Given the two following facts, 1) For a debugger to attach itself to a process, the debugger has to create a remote thread in the process, 2) The OS loader calls TLS callbacks when a new thread is created in a process - we can design a TLS callback which increments a global variable. This global variable holds number of threads in the current process. If value in this variable exceeds a specific number, this means that a foreign thread has just been created and the process has to exit as such.

This is a simple demonstrating example.
http://ollytlscatch.googlecode.com/files/example1.rar ("http://ollytlscatch.googlecode.com/files/example1.rar")

2526

To make things harder, we would use dynamic TLS callbacks instead.

To implement a dynamic TLS callback, follow these 2 steps:
1) Create a TLS structure and then store its rva and size in the TLS data directory at runtime.
2) Set the "_LdrpImageHasTls" global variable in ntdll.dll to true.

Source code can be found here.
http://ollytlscatch.googlecode.com/files/example2.rar ("http://ollytlscatch.googlecode.com/files/example2.rar")

It works on Win XPSP3 only. You can edit the source code to include other OSes.

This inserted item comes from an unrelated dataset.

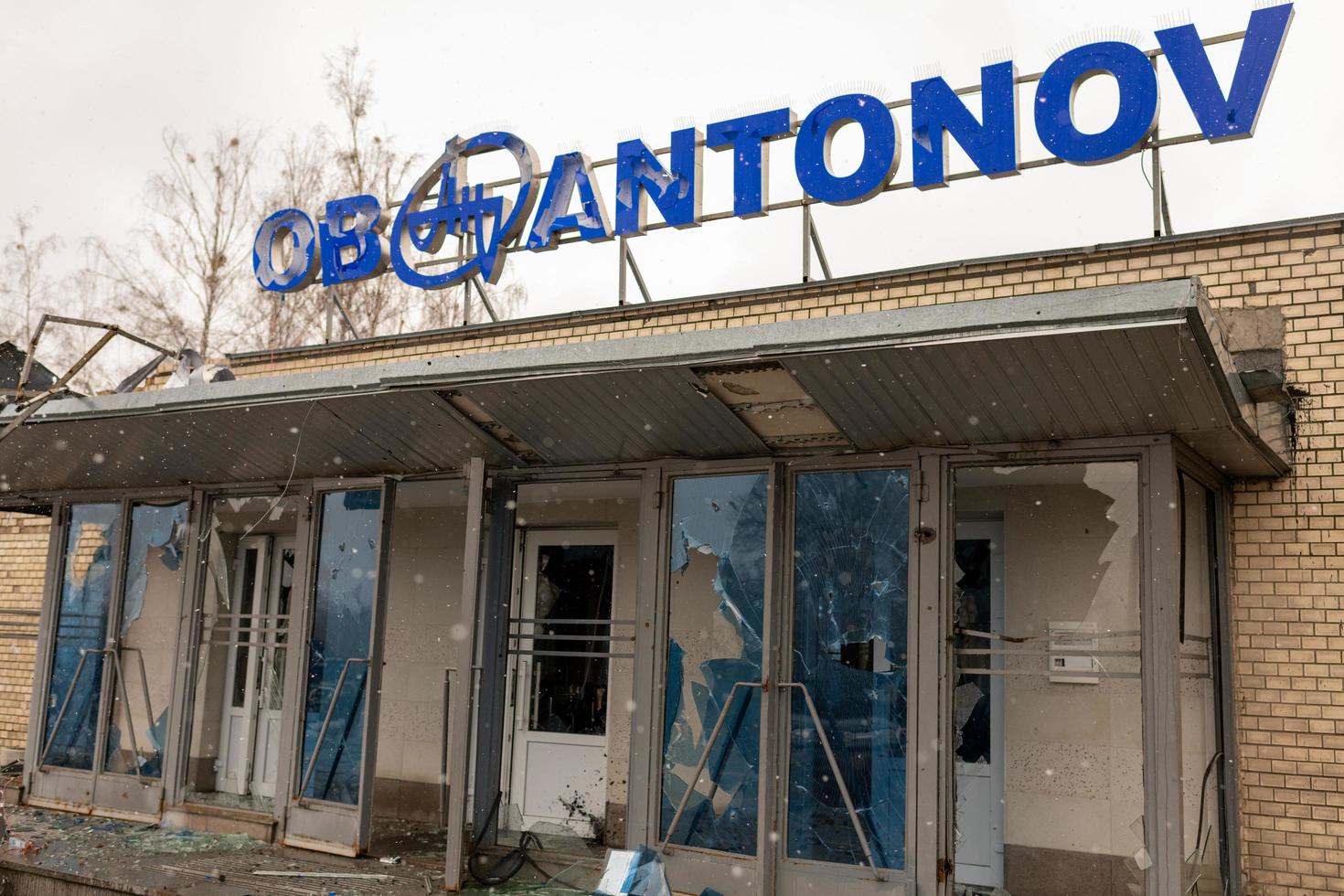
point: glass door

N.B. This trick is still in progress and i am waiting for any feedback.
Indy
December 16th, 2011, 23:50
When creating a remote thread to remove the dbgport.
walied
December 17th, 2011, 02:02
Hi Indy,

Honestly, i could not get it all. Could you plz elaborate?
Indy
December 17th, 2011, 05:55
http://wasm.ru/forum/viewtopic.php?id=31183 ("http://wasm.ru/forum/viewtopic.php?id=31183")
http://www.woodmann.com/forum/showthread.php?12460-Olly-loads-Olly-to-bypass-anti-attach-tricks-*-Clerk-trick-* ("http://www.woodmann.com/forum/showthread.php?12460-Olly-loads-Olly-to-bypass-anti-attach-tricks-*-Clerk-trick-*")
walied
December 17th, 2011, 10:24
The "load olly into olly" workaround works fine as we jump over the call to the "DbgUiIssueRemoteBreakin" function, bypassing creation of any remote threads. It is also noteworthy that some functionalities fail after applying that workaround.
Indy
December 17th, 2011, 13:40
Set the ldr notifier. Now proceed detach from it(NtRemoveProcessDebug).
Maximus
December 20th, 2011, 10:35
Code:


		xxx++; //one more thread is created in this process

		if(xxx>MAX_NUM_OF_THREADS)

		{

		    MessageBoxA(0,"A7a, Are you trying to attach a debugger to me?","A7a",0);

		    ExitProcess(100);

		}


...how can you know the number of concurrent thread you ever have? What if one of the libraries *dare* to create a thread of internal workings?
The idea is nice, but you cannot use it that simplicistic way, at least for complex applications in a (relatively) complex dll environment.
walied
December 20th, 2011, 14:37
I know counting threads is not the best option. It is here just for simplification. We can rather query the starting address (entry point) of each new thread. If the starting address is a specific function (e.g. DbgUiRemoteBreakin) or not belonging to a set of defined functions, then it is an attaching thread and process should exit.